[BackChannel] The Promise of "Small Data"

BY Jeffrey Warren | Wednesday, July 17 2013

techPresident's Backchannel series is an ongoing conversation between practitioners and close observers at the intersection of technology and politics. Jeffrey Warren is co-founder and research director of the Public Laboratory for Open Technology and Science and a fellow in MIT's Center for Civic Media.

Big Data -- the idea that the ability to aggregate and sift through vast amounts of data can yield key insights about our society and provide the basis for better decision-making -- has a fatal flaw. The power and opportunity for abuse that Big Data brings is more evident than ever in the wake of the recent revelations about the NSA's data collection programs. But the fallibility of such vacuum-cleaner data collection systems goes beyond their lack of transparency. They raise serious questions about how our idea of a modern democracy can be adapted to an increasingly data-centric and technocentric society.

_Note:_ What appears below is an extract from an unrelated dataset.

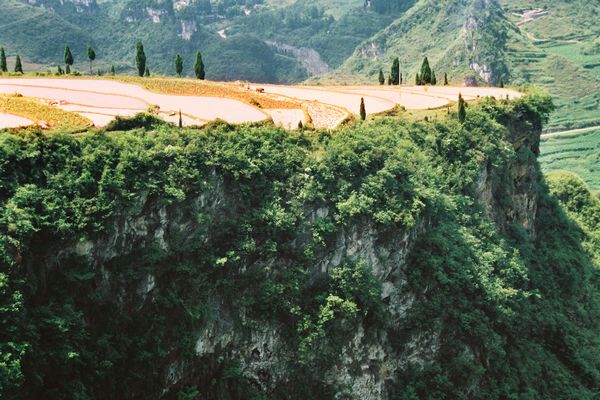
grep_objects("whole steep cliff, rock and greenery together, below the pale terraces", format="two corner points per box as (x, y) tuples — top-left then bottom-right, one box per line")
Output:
(1, 96), (594, 399)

In this Wikipedia world of participatory creation, why do we assume that it is only the NSAs, Googles, and Facebooks of this world who can leverage such data-derived power? To me, Big Data is far less compelling than "Small Data" -- the idea of a bottom-up, voluntary, shared model of data aggregation whose participants are not mere data points. Small Data ecosystems -- in contrast to Big Data silos -- will be built on the open exchange of data, by and for the public, towards civic ends.

Small Data may not be as applicable to national security as it is to many other problems our society faces, from environmental threats to challenges to civil liberties, but it holds the promise of an open approach which will support, rather than disrupt, our democracy. Small Data goes beyond crowdsourcing; it is based not merely on public contribution to a common goal, but on the public having a say in how that pooled data is used, and what questions it answers.

The need for such a participatory approach is clear. Data and its interpretation and application increasingly drives decision making in our society, a fact that sometimes results in better decisions, but often results in a system which gives "data shepherds" -- scientists, technologists, or analysts -- exclusive say over reading these "data tea leaves." This is a problem if it displaces the discursive mode of debate which is the foundation of our democracy, because it may be contingent on the biases of technologists, not only in employing data, but in the very framing of the questions that data seeks to answer.

An example: a series of publicly-viewable “crime maps” based on police reports have been promoted by technologists as a way to understand where crime happens -- and where you shouldn’t go walking at night. But couldn’t the maps just as easily have been used to better understand whether there is systematic bias in arrests on the basis of race? Do the maps show white-collar crimes, or convey the magnitude of their effect on the public? The maps may not tell a clear story either way, but many are quick to suggest that the data “speaks for itself” -- which is clearly a matter of perspective. Such systems overlook the opportunity for a democratized Small Data version of data-driven information systems in which the public may critique data and even participate in its collection or production.

Fundamentally, the Big Data movement is problematic because it is premised on an asymmetric -- purely upward -- flow of data towards a central authority whom we must trust to make decisions on our behalf. In this age of participation, of Do-It-Yourself, of civic empowerment, shouldn't the little guy have a seat at the table? We have technologies which enable affordable, accessible data production, collation, management, visualization and analysis, so let's leverage it in the name of Small Data.

Nowhere is this opportunity more relevant than in the environmental space, where the data reflect the threats in our immediate surroundings -- threats that we and our families face every day. At Public Lab, a non-profit I co-founded, we develop just the kind of affordable, accessible, open tools for data collection -- environmental tools, in our case -- which can enable greater meaningful input by everyday people in big data-driven decisions that affect us all. We seek to give those disproportionally affected by the health and safety hazards of pollution a voice in debates about the remediation of urban brownfields, the extent of environmental damage, and the placement and safe operation of industrial facilities. Our tools, from homebrew infrared cameras to smartphone-mounted chemical sensors, may seem obscure, but so did the legendary Apple I at a time when computers were the sole province of government and industry, and the idea of a "personal computer" giving anyone the power of computation seemed a strange and esoteric fantasy.

Imagine a future where data plays an ever larger role in governance and civic life, but where the public's literacy in, and ability to contribute to and leverage, that data gives it a meaningful part in fair and informed decision making. Such a “Small Data” future needs not only the kind of transparency championed by groups like the Sunlight Foundation, but participatory approaches advanced by citizen science projects such as the Air Quality Egg, the Smart Citizen air quality sensor or Public Lab’s Infragram camera challenge the public’s attitude of "leaving science and technology to the experts." They go beyond simply promoting science and technology education to advocating for the everyday application of such themes by regular people, whose ability to converse in the language of Big Data, and to participate at a high level in data-driven public discourse, will be the foundation of stronger democracy.

TechPresident Editorial Director Micah Sifry serves on the board of Public Lab.